Beberapa tahun kemudian, berbekal latihan amat keras dan ajian Tapak Liman, Cukring kembali melamar menjadi prajurit di Singasari. Di sana ternyata Singasari tak lagi dipimpin Wisnuwardhana. Anak Wisnuwardhana, Kertanegara, kini menjadi raja.

Kali ini tak sulit bagi Cukring untuk menjadi prajurit di sana.
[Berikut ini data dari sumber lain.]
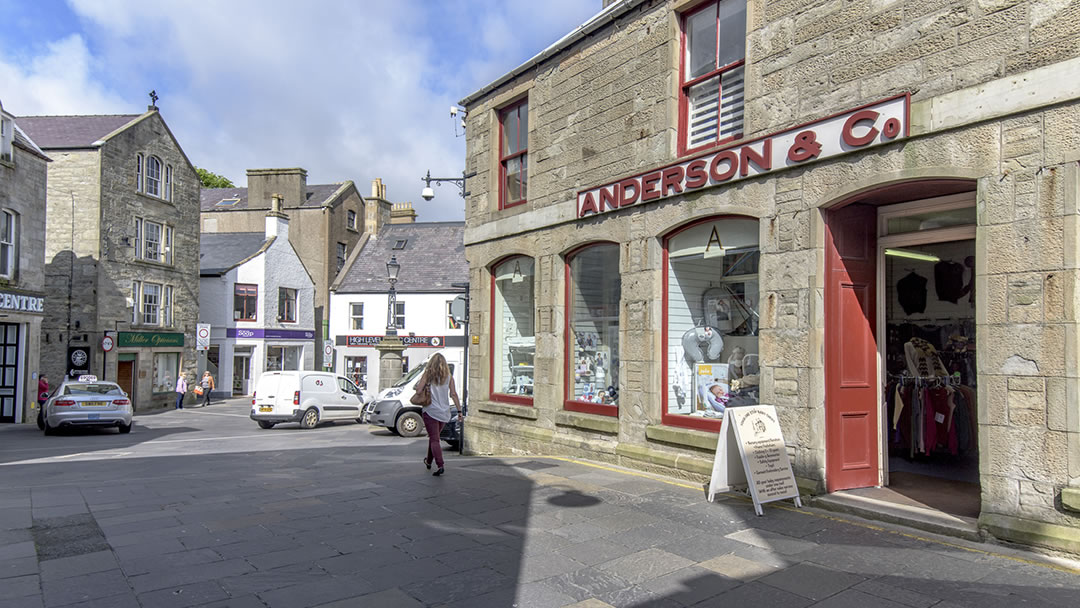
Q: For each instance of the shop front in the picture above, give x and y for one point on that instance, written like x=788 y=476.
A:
x=21 y=314
x=147 y=366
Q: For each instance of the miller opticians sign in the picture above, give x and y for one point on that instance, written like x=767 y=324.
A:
x=882 y=122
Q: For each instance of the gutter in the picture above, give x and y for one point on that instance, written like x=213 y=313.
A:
x=599 y=19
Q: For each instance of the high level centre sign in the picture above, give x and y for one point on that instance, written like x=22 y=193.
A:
x=871 y=125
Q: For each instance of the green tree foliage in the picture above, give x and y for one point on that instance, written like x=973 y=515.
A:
x=213 y=180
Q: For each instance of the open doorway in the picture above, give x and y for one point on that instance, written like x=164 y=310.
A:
x=927 y=253
x=900 y=291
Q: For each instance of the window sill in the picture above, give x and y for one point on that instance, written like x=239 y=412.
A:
x=518 y=400
x=154 y=198
x=684 y=437
x=588 y=422
x=516 y=411
x=694 y=422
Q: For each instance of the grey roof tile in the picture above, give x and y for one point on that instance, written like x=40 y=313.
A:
x=433 y=256
x=218 y=252
x=316 y=196
x=71 y=132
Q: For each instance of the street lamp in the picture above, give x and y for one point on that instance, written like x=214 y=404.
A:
x=392 y=269
x=428 y=193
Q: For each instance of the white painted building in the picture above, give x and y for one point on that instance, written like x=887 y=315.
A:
x=432 y=259
x=259 y=300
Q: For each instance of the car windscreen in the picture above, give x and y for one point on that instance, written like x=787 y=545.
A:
x=413 y=374
x=90 y=389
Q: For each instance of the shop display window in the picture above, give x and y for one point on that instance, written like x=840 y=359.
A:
x=513 y=329
x=165 y=366
x=594 y=291
x=711 y=315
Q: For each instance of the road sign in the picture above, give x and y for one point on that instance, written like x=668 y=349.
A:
x=202 y=337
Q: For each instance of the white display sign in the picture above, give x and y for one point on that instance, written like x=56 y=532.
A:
x=202 y=337
x=751 y=453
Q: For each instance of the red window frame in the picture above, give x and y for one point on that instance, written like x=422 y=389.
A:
x=679 y=419
x=503 y=397
x=568 y=403
x=521 y=153
x=245 y=291
x=685 y=85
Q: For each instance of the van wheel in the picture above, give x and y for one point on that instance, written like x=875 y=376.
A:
x=409 y=424
x=310 y=419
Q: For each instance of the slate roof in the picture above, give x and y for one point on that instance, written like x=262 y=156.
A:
x=433 y=257
x=220 y=252
x=57 y=133
x=318 y=194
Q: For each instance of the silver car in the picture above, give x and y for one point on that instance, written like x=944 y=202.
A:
x=88 y=403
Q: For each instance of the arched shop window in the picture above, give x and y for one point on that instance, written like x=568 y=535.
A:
x=711 y=321
x=593 y=292
x=513 y=329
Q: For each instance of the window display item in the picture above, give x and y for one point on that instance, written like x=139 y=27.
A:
x=702 y=345
x=912 y=293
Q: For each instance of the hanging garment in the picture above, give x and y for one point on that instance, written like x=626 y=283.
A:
x=948 y=281
x=912 y=293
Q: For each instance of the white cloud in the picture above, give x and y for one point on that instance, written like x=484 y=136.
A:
x=349 y=91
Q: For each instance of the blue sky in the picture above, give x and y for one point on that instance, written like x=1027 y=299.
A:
x=348 y=90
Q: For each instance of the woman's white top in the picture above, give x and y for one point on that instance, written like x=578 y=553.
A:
x=440 y=408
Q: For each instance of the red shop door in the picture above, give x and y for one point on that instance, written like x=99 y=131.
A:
x=851 y=376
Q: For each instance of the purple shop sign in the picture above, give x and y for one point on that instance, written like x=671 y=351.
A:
x=270 y=334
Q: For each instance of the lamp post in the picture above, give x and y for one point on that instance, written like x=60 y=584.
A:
x=390 y=347
x=392 y=269
x=428 y=193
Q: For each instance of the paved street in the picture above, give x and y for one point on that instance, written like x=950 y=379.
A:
x=201 y=508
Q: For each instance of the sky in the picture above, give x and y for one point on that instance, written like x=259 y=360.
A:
x=347 y=90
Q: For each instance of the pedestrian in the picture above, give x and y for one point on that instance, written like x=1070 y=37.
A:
x=207 y=387
x=181 y=390
x=42 y=397
x=437 y=379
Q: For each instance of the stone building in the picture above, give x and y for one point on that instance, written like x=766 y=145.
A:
x=432 y=259
x=861 y=213
x=121 y=252
x=258 y=298
x=326 y=223
x=23 y=176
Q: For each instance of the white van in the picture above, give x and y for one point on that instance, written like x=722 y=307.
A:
x=393 y=410
x=308 y=397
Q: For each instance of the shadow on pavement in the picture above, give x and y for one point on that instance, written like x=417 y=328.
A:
x=370 y=526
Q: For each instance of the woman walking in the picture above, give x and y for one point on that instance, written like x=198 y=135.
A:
x=436 y=378
x=207 y=387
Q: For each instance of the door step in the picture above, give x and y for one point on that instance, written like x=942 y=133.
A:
x=928 y=519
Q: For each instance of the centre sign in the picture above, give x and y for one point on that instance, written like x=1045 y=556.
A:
x=863 y=127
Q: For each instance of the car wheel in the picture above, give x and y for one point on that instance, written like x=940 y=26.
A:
x=409 y=424
x=310 y=419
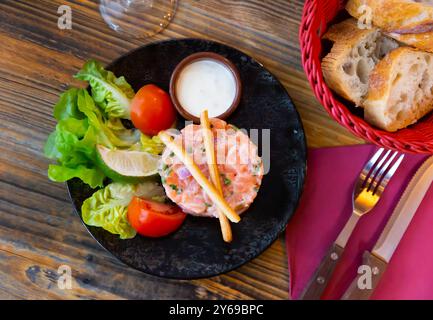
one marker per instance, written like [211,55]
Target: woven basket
[317,15]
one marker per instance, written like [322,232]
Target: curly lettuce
[81,126]
[110,133]
[108,207]
[111,94]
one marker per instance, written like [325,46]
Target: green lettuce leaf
[112,94]
[110,133]
[108,207]
[151,144]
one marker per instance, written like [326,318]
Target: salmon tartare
[239,166]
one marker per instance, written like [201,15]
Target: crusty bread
[354,54]
[400,89]
[423,41]
[398,16]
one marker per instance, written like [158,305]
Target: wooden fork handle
[323,274]
[369,274]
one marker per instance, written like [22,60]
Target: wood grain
[38,229]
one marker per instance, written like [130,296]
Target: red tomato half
[152,110]
[154,219]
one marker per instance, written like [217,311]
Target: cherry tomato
[152,110]
[154,219]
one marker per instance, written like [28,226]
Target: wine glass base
[138,18]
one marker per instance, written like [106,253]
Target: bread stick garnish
[199,177]
[208,140]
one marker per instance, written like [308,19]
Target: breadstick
[208,140]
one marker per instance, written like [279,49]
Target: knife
[376,261]
[363,201]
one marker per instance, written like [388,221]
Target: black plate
[197,250]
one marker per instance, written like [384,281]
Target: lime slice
[126,165]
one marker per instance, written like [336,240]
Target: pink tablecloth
[325,207]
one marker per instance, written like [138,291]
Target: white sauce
[206,84]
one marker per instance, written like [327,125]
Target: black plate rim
[283,226]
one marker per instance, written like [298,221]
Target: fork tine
[376,180]
[387,175]
[376,169]
[367,168]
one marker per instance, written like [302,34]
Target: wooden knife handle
[368,277]
[321,278]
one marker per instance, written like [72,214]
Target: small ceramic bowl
[205,56]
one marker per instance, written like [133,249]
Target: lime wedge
[126,165]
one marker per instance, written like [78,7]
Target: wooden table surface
[38,229]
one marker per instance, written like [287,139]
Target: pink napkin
[326,206]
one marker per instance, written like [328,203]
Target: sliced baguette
[400,89]
[399,16]
[354,54]
[423,41]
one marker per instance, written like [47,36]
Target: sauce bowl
[199,56]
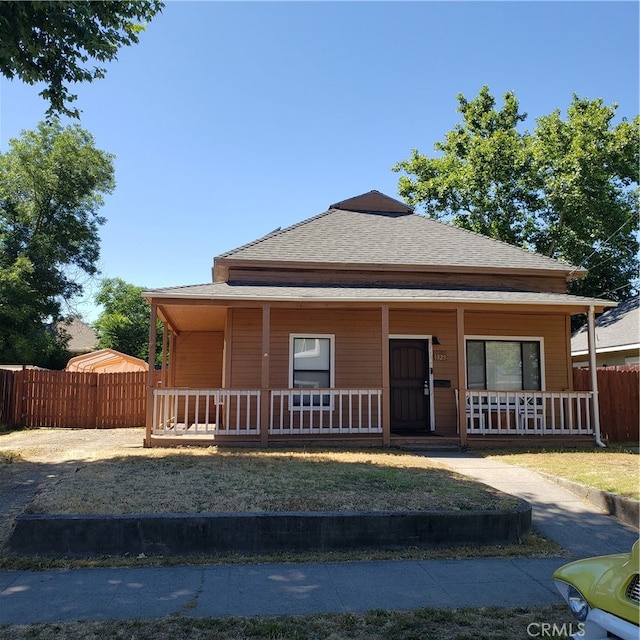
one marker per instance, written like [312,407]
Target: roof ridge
[277,232]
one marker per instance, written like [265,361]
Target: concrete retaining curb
[626,510]
[184,534]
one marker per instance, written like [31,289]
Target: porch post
[165,344]
[151,372]
[591,344]
[462,376]
[384,346]
[265,409]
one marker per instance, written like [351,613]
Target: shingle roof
[344,293]
[396,237]
[617,328]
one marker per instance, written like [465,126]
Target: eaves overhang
[570,273]
[221,293]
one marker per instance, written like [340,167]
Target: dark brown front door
[409,386]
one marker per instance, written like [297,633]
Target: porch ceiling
[193,318]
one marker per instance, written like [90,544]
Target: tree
[567,190]
[588,170]
[52,181]
[50,42]
[124,323]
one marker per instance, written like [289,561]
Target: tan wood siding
[551,327]
[441,324]
[197,360]
[245,349]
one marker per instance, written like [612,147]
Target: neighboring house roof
[106,361]
[82,337]
[616,330]
[373,229]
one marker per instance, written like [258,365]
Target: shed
[106,361]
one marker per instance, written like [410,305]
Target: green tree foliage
[52,182]
[124,323]
[568,190]
[53,42]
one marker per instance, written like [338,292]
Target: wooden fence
[619,396]
[36,398]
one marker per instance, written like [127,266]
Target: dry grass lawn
[97,472]
[615,469]
[214,480]
[490,623]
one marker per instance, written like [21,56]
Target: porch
[258,416]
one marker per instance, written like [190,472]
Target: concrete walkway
[270,589]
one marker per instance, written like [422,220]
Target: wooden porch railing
[528,412]
[179,412]
[322,411]
[202,412]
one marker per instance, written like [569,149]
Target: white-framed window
[505,364]
[311,366]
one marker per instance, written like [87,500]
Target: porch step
[425,444]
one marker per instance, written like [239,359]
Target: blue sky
[230,119]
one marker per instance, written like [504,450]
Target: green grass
[490,623]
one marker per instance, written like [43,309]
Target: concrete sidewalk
[271,589]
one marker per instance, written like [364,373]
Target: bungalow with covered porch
[369,324]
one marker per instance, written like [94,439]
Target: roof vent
[373,202]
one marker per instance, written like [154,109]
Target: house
[370,324]
[106,361]
[617,337]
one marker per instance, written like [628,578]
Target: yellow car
[604,595]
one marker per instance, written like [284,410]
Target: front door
[409,386]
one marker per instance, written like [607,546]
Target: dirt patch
[34,460]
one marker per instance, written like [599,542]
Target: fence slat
[40,398]
[619,398]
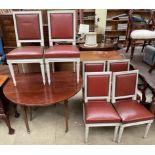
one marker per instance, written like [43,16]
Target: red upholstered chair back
[93,66]
[124,85]
[97,85]
[62,25]
[28,27]
[118,65]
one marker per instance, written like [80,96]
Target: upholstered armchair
[124,95]
[138,30]
[28,29]
[62,29]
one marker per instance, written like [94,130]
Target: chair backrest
[28,27]
[97,86]
[118,65]
[62,26]
[94,66]
[124,85]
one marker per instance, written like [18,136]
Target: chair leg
[86,133]
[132,50]
[12,73]
[53,68]
[147,129]
[115,133]
[120,134]
[7,121]
[42,67]
[78,71]
[128,45]
[23,68]
[48,72]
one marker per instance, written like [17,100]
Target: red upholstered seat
[94,67]
[62,51]
[26,52]
[100,112]
[132,111]
[119,66]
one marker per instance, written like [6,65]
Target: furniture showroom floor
[48,127]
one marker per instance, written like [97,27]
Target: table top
[30,90]
[100,55]
[3,78]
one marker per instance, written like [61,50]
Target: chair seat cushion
[100,112]
[62,51]
[132,111]
[142,34]
[26,52]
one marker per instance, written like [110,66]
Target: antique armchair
[28,29]
[138,30]
[118,65]
[124,94]
[97,109]
[61,29]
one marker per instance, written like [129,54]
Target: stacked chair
[28,29]
[110,99]
[62,33]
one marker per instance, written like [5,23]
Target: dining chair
[124,98]
[28,29]
[62,30]
[97,109]
[118,65]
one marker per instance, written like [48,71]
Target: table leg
[7,121]
[26,118]
[66,114]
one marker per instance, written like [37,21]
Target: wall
[101,14]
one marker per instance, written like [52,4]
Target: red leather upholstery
[100,112]
[94,67]
[28,26]
[26,52]
[97,85]
[119,66]
[62,51]
[132,111]
[125,84]
[61,25]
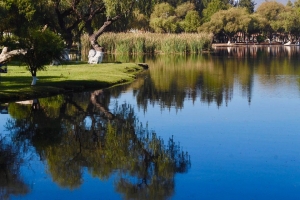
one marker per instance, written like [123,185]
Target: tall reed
[151,43]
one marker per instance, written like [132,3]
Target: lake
[223,125]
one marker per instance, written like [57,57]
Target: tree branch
[6,55]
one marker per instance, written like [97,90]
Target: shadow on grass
[19,88]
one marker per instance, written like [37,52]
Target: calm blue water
[236,116]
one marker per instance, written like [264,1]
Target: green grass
[73,76]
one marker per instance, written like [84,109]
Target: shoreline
[216,45]
[60,80]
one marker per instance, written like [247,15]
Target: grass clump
[64,78]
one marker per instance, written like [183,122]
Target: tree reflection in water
[11,182]
[78,131]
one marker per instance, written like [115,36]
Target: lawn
[16,83]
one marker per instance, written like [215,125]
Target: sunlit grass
[16,84]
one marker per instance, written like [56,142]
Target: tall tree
[248,4]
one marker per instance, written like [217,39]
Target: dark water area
[223,125]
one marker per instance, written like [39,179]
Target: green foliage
[228,21]
[191,21]
[137,43]
[260,38]
[248,4]
[163,19]
[213,7]
[43,47]
[182,10]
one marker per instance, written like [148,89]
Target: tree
[248,4]
[163,18]
[213,7]
[191,21]
[228,22]
[42,46]
[270,11]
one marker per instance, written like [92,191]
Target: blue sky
[258,2]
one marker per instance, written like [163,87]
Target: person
[3,68]
[95,57]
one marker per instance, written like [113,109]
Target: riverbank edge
[47,89]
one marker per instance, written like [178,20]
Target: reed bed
[151,43]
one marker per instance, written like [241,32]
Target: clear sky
[258,2]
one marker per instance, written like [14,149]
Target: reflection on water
[75,132]
[98,135]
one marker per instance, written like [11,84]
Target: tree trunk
[34,78]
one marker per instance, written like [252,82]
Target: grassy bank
[15,85]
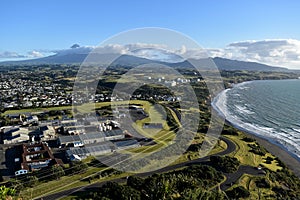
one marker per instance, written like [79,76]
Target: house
[35,157]
[14,134]
[89,150]
[153,125]
[21,171]
[91,138]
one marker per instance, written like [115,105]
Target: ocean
[269,109]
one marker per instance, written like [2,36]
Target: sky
[263,31]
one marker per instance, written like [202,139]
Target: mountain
[227,64]
[129,60]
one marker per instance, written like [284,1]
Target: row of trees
[194,182]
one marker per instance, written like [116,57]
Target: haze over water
[270,109]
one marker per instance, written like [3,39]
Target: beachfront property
[79,153]
[90,138]
[34,157]
[14,134]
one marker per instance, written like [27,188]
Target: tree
[6,192]
[57,171]
[226,164]
[30,181]
[238,192]
[77,167]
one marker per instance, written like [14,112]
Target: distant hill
[77,58]
[227,64]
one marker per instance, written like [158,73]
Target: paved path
[230,178]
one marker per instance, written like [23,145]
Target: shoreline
[276,149]
[291,160]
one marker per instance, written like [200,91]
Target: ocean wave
[277,134]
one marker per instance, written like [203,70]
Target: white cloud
[35,54]
[10,54]
[275,52]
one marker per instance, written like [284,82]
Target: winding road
[230,177]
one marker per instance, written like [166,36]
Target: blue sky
[51,25]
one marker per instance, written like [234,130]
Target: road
[230,177]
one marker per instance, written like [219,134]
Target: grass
[248,182]
[85,108]
[243,154]
[67,182]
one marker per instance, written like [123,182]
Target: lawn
[248,158]
[67,182]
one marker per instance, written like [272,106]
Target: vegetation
[191,182]
[225,164]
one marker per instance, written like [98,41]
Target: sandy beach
[286,157]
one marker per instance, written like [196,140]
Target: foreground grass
[243,154]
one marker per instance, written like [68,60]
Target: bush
[225,164]
[263,183]
[238,192]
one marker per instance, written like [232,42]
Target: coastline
[291,160]
[278,150]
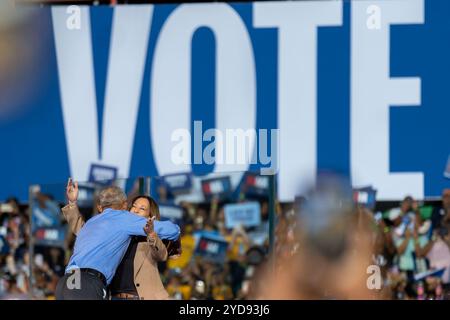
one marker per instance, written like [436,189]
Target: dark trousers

Kedigdayaan dan kedahsyatan Tapak Liman menggemparkan seluruh prajurit Singasari. Ia pun tak butuh waktu lama menjadi laskar utama Singasari.

Beberapa bulan setelah menjadi laskar utama Singasari, Cukring kemudian pamit pada Kertanegara untuk mendirikan perguruan kanuragan di tepi Sendang Saradan. Ia tak mau terus aktif di dunia kemiliteran karena ingin memperdalam ilmu kanugaran.

Cukring yang menjuluki dirinya sendiri sebagai Dewa Penjuru Angin ingin menjadi pendekar pilih tanding. Ia berambisi memiliki kekuatan layaknya dewa sehingga tak ada satu orang pun yang menghinanya lagi.

Tapi jika sewaktu-waktu Kertanegara membutuhkan Cukring, ia siap untuk turun gunung. Ia siap melakukan apa saja untuk Kertanegara yang telah membuka tangannya untuk dirinya. Selain itu, ia berambisi tersohor sebagai pendekar yang paling perkasa di tanah Jawa.